Ecommerce major Amazon is set to open its logistics infrastructure in India for non-Amazon orders to various online businesses ,multiple sources briefed on the matter said. This will also make the US ecommerce major now a direct rival to new-age logistics firm Delhivery, Xpressbees, Ecom Express as well as Flipkart’s Ekart which recently started onboarding external merchants to ship non-Flipkart orders.
Called Amazon Shipping, direct-to-consumer (D2C) brands, logistics aggregators and other businesses who take direct orders from consumers have been tapped by Amazon to start its vertical to deliver non-Amazon orders. ET has seen its pitch, rate card and other details being offered under the programme.
“…Now you may ship orders received by you via own website or via social media or any other means,” one of the emails sent by a senior Amazon executive on the matter said. It added that Amazon is covering over 14,000 PIN codes in India and using its ‘high service levels’ will lead to on-time performance eventually reducing ‘overall logistic cost and improved customer experience.’
Interestingly, one of the customers using the beta service said they are being billed for the service under Amazon Seller Services–which runs the India marketplace unit. Amazon Transportation Services (ATS) is one of the key India entities of Amazon which houses the logistics business. The local shipping services arm of the US ecommerce giant reported total revenues of Rs 4,581 crore in FY22, a 12.6% jump from the year-ago period. Its losses increased by 38% to Rs 95 crore in FY22.
“The shipping rates being offered are similar to what an Amazon merchant will be given for the marketplace orders. Over the last few weeks, the outreach is more consistent from Amazon executives and this is being promoted actively,” one of the people mentioned above said.
“We’re always working to develop new, innovative ways to support small and medium businesses and serve our customers. However, at this point we don’t have any additional details to share,” a spokesperson for Amazon said in response to ET’s query.
Amazon’s entry into third-party ecommerce comes at a time when the industry has seen dynamic changes from traditional as well as new-age aggregators like Shiprocket and others, including M&A to offer full-stack services. While aggregators like Shiprocket are also cornering market share from traditional players, Delhivery and Xpressbees have also launched D2C-focused next day delivery services to tap into the growing volumes of such brands being bought across the country.
While the pilot is underway, Amazon is expected to make a formal announcement over the next couple of months in India. Industry executives and analysts said depending on how Amazon scales the service, it could have a wider impact on existing players.

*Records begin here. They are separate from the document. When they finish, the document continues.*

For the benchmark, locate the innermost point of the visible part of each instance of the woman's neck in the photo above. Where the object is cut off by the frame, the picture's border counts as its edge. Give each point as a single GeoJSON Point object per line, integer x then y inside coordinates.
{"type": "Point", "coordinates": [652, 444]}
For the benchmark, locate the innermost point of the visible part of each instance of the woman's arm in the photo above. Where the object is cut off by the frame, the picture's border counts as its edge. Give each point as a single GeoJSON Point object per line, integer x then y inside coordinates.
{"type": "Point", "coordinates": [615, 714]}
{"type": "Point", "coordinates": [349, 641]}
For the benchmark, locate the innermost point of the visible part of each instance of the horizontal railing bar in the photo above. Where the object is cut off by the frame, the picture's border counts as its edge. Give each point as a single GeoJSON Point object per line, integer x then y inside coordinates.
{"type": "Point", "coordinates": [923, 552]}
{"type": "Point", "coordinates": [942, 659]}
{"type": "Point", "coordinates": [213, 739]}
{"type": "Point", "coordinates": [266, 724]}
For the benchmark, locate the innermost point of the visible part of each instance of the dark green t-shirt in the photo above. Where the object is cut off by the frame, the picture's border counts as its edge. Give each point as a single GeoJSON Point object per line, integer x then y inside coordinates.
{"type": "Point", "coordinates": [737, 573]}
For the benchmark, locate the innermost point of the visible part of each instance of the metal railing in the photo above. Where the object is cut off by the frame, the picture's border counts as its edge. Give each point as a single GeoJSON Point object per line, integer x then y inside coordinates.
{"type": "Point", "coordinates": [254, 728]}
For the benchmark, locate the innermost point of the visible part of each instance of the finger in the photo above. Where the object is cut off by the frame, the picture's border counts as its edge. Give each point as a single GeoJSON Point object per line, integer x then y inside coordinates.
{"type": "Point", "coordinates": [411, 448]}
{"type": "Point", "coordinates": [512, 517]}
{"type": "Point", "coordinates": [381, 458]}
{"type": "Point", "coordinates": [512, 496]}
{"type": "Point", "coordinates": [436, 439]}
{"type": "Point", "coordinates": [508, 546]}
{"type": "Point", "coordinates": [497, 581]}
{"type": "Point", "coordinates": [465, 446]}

“Amazon has perhaps the best technology (for logistics) and manpower for every pin code. It would be a lot easier for them to offer this shipping service. For brands, too, they can tap into the Amazon network without having to list as a seller and not losing consumer data to the marketplace. They (Amazon) are superiorly placed to do this..but its impact on others will depend on how seriously they expand this here,” said Rajat Tuli, partner at Kearney, a consulting firm. “They might be able to offer it cheaper than others also.”
An ecommerce merchant, who sells across online marketplaces, said execution will still be key.
“We have seen other ecommerce firms fumbling on the product previously,” he said.
ET had reported in April that Ekart was onboarding platforms like Nykaa, FirstCry and others to service their deliveries. For now, it seems Amazon is focussed on individual brands and select logistics aggregators. Globally, Amazon has launched the service in the UK while it has tested the same quietly in its home market–the US.